Very sad this, but agree that ‘2016’ is probably just the beginning. Also worth saying that the terror attacks that have really blighted this year show no signs of abating.
I always felt a bit of an affinity with George. Same age as me and from the same area.
A middle class white boy into soul and funk just like me.
His name never seemed to come up in the lists of best singers. Possibly not deemed cool enough.
This is one of my favourite tracks.
I would never profess to be a fan, but he had a sweet and pure voice, which worked on songs like Freedom and Faith.
Being a pop star/ public figure seems to be a dangerous occupation and I can’t se why anyone would want to be famous is beyond me. Years of drug abuse must be a major factor in yet another untimely demise.
I guess the grim reaper can strike on any old day, but to die on Christmas Day seems sadder somehow.
He lived quite near me. Looked more like late John Martyn recently. Poor bugger. I remember having to buy the Somebody to Love single with him on, it was that good. A big step for a non-Wham fan like me!
This is the big one for me in this year of the RIP. George Michael and in particular Wham! defined my early 20’s. Bad decision engagement to “Everything She Wants” when I was far too young, completely embracing “Club Tropicana” on a lads holiday, growing my hair into over dryed thick locks after “Careless Whisper”, the list goes on. And yet there was the mickey taking in the 90’s that I’m far from proud of, we continue to live and learn. Wham! were the finest pop band of a generation of great pop. George Michael was a triumph of talent over crippling self doubt which is where Andrew Ridgeley came in. I’m sad today but will cheer myself up with some of the greatest pop songs ever written and performed.
I thought he was great and this is yet more sad news. I recently picked this up in a charity store, add Wham – The Final (which I bought at the time) and you have some of the greatest pop music of the last 35 years.
I remember Wham! getting a glowing review from one Neil Tennant in Smash Hits but initially I didn’t like them one bit. They seemed to be show-off types – the kind of people I disliked at school. When they released Bad Boys I thought that was possibly the end of them – I still find it unlistenable.
And then they came back with the unstoppable Wake Me Up…which is possibly the catchiest pop song ever written. I watched the video in awe, knowing that this was an instant classic.

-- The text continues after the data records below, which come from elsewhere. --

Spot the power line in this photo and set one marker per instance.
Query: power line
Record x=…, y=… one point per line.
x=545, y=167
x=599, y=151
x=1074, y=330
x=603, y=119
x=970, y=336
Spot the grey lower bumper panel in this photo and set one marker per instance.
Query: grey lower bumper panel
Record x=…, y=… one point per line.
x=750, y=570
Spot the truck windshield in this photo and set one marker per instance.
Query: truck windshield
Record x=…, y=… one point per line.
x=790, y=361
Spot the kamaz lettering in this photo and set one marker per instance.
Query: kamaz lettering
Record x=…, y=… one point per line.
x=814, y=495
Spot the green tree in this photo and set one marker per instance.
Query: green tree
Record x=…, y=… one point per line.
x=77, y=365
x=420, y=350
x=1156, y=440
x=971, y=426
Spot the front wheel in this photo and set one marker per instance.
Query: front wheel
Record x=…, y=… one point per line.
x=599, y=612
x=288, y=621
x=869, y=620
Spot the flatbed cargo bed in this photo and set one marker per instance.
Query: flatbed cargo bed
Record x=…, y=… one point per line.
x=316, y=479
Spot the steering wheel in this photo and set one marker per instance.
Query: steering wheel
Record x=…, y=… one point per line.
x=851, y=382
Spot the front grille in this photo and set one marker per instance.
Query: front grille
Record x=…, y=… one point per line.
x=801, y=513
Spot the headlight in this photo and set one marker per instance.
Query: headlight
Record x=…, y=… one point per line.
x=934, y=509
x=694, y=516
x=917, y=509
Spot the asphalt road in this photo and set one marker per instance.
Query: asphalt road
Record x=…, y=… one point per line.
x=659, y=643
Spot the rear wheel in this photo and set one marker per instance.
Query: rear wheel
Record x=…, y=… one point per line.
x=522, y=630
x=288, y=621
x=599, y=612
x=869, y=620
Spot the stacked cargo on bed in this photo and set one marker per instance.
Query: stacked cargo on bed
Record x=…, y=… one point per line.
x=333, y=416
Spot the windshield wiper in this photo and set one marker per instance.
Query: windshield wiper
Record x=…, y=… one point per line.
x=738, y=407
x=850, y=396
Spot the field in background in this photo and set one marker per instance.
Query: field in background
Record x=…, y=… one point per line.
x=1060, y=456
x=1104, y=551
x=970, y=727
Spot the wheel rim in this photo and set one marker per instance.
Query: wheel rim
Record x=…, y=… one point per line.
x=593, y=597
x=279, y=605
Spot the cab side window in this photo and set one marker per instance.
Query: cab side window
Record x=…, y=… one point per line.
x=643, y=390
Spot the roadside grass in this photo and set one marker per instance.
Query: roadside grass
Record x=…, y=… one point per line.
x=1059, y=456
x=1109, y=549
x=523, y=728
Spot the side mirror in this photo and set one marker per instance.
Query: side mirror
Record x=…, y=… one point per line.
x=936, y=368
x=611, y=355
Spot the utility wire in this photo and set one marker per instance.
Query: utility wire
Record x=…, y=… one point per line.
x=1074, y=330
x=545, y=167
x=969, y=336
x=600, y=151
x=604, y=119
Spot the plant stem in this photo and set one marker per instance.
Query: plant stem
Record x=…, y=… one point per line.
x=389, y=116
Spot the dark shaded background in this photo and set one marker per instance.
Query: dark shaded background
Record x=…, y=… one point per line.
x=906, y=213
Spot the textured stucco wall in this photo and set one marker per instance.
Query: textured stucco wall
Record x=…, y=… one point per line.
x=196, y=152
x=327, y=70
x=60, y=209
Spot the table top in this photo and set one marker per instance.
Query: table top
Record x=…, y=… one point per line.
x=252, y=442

Wedding reception discos and office parties were never the same again and I hated it.
I only started to thaw when Freedom came out. That was another effortless instant classic and it was no longer reasonable to resist Wham! And then the moody Everything She Wants came with its tension and superb groove – redeeming the bloody awful Last Christmas, which George seemingly wrote in his sleep (possibly while listening to Barry Manilow).
It’s good to see that his kindness and generosity is being revealed now in the stories that people feel that they can now share without causing him embarrassment. He really did do a lot of work for charity and he really didn’t like to talk about it.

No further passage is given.